Much of my research is on Social Networks, which are representations of how people, groups of people, or sometimes chimpanzees interact or are otherwise connected with each other. When analyzing social network data, as when analyzing any data, it is always important to consider how the data were collected. For social networks we have to not only consider missing data on each individual in the network, but also the possibility that information on the relationships between the individuals could also be missing.
My newest paper (co-authored with Matthew Harrison, Nancy Barnett, Krista Gile, and Joseph Hogan) in Biostatistics looks at a particular kind of missingness in network data: where each individual is asked to name up to a certain number of other people with whom they share the relationship of interest, which is called fixed-choice data. With fixed-choice data, we are sure that we have complete data for each individual who named fewer than the maximum number of relationships, but for each individual who did name the maximum, we don’t know if they would have named other individuals.
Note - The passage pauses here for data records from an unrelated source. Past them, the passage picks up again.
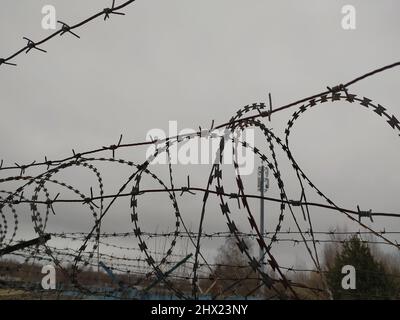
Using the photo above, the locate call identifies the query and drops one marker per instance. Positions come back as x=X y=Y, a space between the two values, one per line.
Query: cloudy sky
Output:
x=197 y=61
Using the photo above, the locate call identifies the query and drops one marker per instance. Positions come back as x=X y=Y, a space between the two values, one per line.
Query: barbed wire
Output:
x=36 y=191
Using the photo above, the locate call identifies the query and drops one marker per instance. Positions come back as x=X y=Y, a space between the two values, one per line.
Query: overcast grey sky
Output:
x=197 y=61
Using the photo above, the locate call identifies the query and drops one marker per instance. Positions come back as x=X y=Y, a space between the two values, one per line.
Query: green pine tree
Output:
x=372 y=281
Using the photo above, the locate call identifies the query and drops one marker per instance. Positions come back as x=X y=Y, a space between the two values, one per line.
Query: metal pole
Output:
x=262 y=214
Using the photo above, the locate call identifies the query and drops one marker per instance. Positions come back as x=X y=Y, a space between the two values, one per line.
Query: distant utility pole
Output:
x=263 y=185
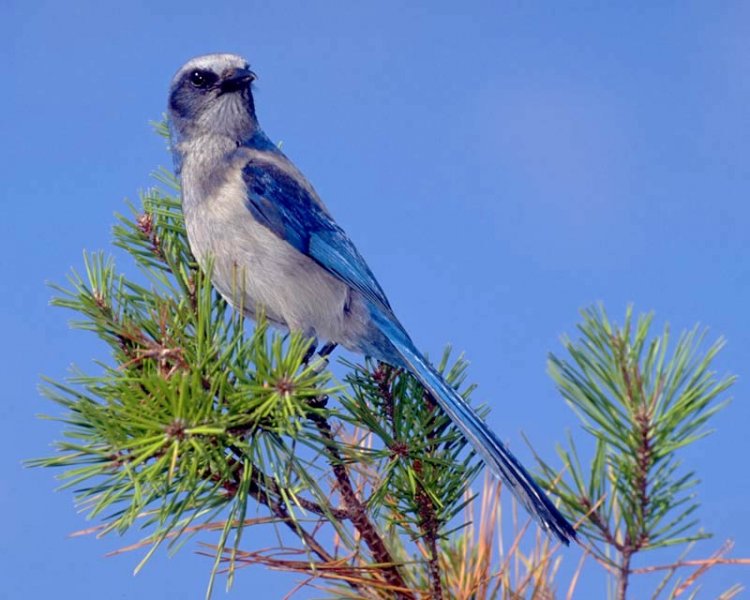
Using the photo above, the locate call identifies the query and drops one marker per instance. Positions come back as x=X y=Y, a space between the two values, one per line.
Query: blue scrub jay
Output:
x=275 y=246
Why would a fixed-choice design pose a problem for analysis? Well, if no one reached the maximum number of relationships, then it wouldn’t be a problem at all, you would get to assume that you have complete information on the relationships between individuals in your sample. Let’s imagine that I want to use network data to see if people who share a particular trait are more or less likely to be friends. If I have data from a fixed-choice design, and there are indeed individuals in the sample who named the maximum number, then I suddenly don’t know if the people who that individual did not name in the survey are actually people that they are connected to. So it turns out that trying to use fixed choice design data to test if sharing a particular trait is associated with sharing a relationship can lead you to biased results if you ignore the fact that some of your relationship data is missing.
In this paper we developed a new method for accounting for the missingness in fixed-choice design network data, and suggest a new design that asks individuals who have reported the maximum number of relationships to report how many more people they would have named had there been no maximum. It turns out that this extra bit of information can really help with our estimation.
Next up, I want to develop an R package that will use this method that I will upload to CRAN. I think that sounds like a fun project for the summer.